Edgar Dosem and his cabin of horrors was a detour that some might not have deemed necessary, but to her, was a questionwritten in a diary and in want of crossing off. Because even after everything that’d happened in Ghadra, she still yearned to understand why it did. Only, she wasn’t sure it had been worth the fingernail.

Lux pulled at the tail of her bandage with her teeth, tightening the cloth until her finger smarted. “Here goes.” Because nothing said “potential buyers of souls” quite like a bustling trading city.

She passed beneath the overlarge iron name and forced a slow breath. The late mayor of Ghadra, Bartleby Tamish, would have argued with her purpose. Per his reasoning, he hadn’t been selling his people’s souls, but rather their souls’ tether to their bodies. Something, she believed, he thought quite a lot less evil.

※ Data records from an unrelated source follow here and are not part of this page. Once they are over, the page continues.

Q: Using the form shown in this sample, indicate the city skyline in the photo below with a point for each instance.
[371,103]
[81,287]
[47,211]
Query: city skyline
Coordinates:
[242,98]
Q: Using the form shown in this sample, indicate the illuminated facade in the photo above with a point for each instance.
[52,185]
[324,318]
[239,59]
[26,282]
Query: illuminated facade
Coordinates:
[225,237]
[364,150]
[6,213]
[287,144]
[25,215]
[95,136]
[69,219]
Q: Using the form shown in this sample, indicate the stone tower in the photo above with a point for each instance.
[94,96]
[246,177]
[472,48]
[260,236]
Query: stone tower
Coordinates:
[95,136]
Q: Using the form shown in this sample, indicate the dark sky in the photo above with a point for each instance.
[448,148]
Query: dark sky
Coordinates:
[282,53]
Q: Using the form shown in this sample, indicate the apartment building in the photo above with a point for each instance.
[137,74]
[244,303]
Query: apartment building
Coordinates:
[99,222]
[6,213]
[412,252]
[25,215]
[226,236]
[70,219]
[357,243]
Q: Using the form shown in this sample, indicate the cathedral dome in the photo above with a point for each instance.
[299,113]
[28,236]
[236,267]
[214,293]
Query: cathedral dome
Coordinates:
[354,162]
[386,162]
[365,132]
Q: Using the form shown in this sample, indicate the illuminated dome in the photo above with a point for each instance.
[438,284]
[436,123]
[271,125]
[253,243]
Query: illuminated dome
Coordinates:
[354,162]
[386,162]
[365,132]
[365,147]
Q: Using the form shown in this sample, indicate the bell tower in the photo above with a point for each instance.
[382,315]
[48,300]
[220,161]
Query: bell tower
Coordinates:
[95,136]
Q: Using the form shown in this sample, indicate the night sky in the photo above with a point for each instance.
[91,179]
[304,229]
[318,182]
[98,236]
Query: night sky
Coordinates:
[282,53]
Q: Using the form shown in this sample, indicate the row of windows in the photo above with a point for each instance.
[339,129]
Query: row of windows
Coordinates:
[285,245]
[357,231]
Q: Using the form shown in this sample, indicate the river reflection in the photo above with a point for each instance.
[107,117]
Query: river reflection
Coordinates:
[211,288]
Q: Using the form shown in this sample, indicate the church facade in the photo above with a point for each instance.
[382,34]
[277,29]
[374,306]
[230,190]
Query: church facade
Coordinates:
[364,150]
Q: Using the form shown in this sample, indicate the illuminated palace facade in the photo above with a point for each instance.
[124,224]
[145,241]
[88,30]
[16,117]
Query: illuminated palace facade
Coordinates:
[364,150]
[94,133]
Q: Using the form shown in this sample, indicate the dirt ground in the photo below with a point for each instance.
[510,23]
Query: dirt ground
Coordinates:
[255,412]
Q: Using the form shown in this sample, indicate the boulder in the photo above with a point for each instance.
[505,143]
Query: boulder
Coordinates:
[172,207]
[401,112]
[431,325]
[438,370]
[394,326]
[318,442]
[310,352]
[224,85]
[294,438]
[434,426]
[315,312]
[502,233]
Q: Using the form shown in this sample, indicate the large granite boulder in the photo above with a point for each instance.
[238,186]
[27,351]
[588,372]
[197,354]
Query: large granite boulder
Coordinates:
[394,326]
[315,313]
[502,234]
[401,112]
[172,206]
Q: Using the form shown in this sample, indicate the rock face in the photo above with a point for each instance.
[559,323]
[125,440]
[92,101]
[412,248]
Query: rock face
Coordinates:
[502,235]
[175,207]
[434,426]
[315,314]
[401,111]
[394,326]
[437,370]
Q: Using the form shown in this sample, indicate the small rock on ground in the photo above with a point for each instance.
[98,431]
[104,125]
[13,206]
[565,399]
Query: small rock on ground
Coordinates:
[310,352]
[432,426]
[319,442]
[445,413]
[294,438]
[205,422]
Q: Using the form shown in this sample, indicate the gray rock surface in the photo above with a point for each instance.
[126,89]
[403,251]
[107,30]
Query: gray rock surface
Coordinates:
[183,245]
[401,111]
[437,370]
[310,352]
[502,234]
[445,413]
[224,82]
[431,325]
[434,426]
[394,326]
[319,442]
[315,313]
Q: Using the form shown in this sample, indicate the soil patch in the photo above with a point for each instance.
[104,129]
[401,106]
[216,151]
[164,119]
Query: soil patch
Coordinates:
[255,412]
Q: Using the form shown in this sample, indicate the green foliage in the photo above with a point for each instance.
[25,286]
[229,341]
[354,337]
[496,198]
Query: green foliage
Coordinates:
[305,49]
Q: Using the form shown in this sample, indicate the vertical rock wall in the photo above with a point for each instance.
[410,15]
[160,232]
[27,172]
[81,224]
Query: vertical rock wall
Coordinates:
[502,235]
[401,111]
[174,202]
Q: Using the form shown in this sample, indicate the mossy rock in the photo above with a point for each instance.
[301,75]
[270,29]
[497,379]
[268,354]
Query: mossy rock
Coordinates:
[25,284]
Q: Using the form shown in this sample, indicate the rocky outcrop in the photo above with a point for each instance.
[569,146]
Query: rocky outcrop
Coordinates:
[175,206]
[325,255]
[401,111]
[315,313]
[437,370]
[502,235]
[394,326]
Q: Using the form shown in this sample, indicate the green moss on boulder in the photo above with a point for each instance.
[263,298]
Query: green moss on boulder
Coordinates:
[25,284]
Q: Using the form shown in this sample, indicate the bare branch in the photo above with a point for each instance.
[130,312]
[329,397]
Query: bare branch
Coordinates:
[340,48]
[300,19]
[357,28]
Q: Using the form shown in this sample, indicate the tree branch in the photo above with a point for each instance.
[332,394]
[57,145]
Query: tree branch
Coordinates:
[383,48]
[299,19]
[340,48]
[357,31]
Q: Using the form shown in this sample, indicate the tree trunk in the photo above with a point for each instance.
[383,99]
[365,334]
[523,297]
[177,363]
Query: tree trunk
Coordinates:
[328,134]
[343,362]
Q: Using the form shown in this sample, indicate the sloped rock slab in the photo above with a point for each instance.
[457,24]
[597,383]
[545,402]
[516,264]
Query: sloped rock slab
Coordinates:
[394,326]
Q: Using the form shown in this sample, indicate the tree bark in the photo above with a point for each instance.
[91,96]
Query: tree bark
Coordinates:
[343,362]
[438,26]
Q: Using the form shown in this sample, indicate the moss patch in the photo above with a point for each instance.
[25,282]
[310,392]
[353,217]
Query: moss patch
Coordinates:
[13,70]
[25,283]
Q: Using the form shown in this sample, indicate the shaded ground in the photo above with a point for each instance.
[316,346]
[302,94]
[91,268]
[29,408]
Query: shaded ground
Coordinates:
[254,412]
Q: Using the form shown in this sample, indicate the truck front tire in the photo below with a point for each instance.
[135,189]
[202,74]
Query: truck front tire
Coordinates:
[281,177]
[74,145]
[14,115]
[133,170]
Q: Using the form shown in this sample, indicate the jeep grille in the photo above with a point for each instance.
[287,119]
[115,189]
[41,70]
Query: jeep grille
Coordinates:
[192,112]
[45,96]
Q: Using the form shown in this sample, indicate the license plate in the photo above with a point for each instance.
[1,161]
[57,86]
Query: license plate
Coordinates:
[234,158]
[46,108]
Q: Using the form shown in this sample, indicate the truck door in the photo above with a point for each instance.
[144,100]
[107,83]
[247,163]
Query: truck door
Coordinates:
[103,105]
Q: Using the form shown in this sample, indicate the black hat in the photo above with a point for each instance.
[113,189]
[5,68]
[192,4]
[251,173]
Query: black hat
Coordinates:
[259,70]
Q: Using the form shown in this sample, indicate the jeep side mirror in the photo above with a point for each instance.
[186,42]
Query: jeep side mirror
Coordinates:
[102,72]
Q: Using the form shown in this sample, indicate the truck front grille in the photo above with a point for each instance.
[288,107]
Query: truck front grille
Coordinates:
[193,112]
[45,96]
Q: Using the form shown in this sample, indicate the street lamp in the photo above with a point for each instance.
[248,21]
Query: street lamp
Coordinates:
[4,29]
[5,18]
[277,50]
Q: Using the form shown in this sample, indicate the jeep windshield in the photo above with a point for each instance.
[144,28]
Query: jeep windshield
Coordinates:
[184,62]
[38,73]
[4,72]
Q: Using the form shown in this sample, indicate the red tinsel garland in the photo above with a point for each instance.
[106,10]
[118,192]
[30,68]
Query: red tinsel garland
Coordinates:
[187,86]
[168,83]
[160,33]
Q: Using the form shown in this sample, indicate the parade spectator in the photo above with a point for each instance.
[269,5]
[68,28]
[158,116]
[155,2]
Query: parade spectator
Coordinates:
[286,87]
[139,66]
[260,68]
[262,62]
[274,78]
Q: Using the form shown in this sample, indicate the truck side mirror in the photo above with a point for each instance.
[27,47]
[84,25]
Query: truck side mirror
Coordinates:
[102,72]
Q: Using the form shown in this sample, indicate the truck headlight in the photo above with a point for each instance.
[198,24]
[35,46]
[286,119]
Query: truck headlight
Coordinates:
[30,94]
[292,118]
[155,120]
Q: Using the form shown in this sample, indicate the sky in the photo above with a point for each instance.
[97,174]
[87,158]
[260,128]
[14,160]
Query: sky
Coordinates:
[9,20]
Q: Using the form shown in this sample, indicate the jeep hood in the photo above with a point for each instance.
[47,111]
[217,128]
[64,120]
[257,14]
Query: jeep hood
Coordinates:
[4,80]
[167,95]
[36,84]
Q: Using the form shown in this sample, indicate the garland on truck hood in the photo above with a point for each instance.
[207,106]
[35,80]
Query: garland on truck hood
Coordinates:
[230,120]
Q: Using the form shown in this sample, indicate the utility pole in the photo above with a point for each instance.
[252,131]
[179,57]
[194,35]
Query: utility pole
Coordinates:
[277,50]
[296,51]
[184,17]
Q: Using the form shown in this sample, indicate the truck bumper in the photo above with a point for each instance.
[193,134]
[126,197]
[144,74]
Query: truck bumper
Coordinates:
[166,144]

It didn’t matter to him that without it, not a single one of those bodies would ever have a chance of revival. That to thendrinkit was another atrocious thing. It was irreversible and unforgivable what he had done. And though he was dead, his own over-aged body providing a slow, steady nourishment for a gallowtree, she felt justified in still loathing him for it all.

Lux tugged back the hood of her new cloak. Enough that she could absorb everything, her periphery unobstructed. A warning from Shaw rattled in her head—that she should never leave herself vulnerable to attack. Her hand rested on the handle of his knife as she walked.

The road had been dirt outside the city. Now, it was cobblestone. Her boots made a soft clack that was quickly overrun by the rumble of wheels, and she moved out of the way on instinct to make space for a death-cart. But these weren’t the streets she’d grown up with. There were no death-carts here. Lux’s attention swung instead to a carriage as it passed her by. Black, sleek, with twin lanterns, a dour driver, and a stack of leather-bound luggage.